Hacker News new | ask | show | jobs
by schoen 3741 days ago
When I saw this, I was guessing at first that the author had confused physics calories with nutritional calories; they differ by a factor of 1,000 and cause many back-of-the envelope calculations like this to come out the wrong way. For example, there was someone who had calculated that the caloric content of a scotch and soda was negative and so consuming them should cause weight loss. But the hidden flaw was that the energy required to melt the ice and warm up the liquid was actually in physical calories (which are tiny), while the energy supplied by metabolizing the alcohol was in nutritional calories (which are huge).
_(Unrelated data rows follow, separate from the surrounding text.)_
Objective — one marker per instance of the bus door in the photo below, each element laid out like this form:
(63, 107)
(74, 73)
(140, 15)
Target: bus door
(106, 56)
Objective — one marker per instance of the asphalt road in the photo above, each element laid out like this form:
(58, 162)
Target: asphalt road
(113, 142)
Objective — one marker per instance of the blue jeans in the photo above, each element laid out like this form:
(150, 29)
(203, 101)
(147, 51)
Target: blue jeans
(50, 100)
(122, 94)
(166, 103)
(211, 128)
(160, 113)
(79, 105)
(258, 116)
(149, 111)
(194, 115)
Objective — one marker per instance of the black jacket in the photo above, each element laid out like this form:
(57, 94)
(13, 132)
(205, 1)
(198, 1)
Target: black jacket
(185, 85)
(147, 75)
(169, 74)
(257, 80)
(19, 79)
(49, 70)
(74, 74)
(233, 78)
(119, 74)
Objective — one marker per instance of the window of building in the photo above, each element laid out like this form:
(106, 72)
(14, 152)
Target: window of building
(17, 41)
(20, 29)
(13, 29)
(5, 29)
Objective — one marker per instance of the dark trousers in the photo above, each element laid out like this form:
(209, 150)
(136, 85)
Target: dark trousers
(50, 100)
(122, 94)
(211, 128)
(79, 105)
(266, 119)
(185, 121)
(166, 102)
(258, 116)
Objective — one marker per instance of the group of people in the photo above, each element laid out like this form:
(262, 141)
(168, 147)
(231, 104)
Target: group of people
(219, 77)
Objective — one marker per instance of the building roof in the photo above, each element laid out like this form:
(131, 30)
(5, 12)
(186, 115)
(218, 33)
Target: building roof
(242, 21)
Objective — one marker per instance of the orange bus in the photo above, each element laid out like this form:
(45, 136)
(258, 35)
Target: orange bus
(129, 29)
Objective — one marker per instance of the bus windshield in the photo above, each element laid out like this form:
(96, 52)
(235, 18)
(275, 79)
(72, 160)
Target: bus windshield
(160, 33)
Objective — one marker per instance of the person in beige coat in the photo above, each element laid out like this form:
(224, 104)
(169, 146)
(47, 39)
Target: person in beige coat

http://www.futilitycloset.com/2008/11/16/the-mensa-diet/

In this case, the author doesn't give his measured power output but I took a look at

https://en.wikipedia.org/wiki/Bicycle_performance#Energy_inp...

and concluded that the cited number of (nutritional) calories is the right order of magnitude, so the author's estimate is physically plausible and didn't involve a mistake about the two meanings of "calorie". The factor that Wikipedia notes that I might have neglected is about muscular efficiency: you can only actually use a fraction of the food energy you metabolize in order to move yourself around.

On the other hand, you can get this much food energy by eating about 120 g olive oil or about 200 g peanut butter. The peanut butter (choosing a random bottle from the front page of Amazon.com) offers 1213 kcal/dollar, a big improvement over the author's 205 kcal/dollar average.

I would also point out that if you're substituting at the margin, you don't have to think about "how terrible would it be if I had to eat only peanut butter all the time to save money?"; you just have to think about "how terrible would it be if I had to eat a couple of spoonfuls of peanut butter per day to power my commute?", which doesn't sound that terrible to me.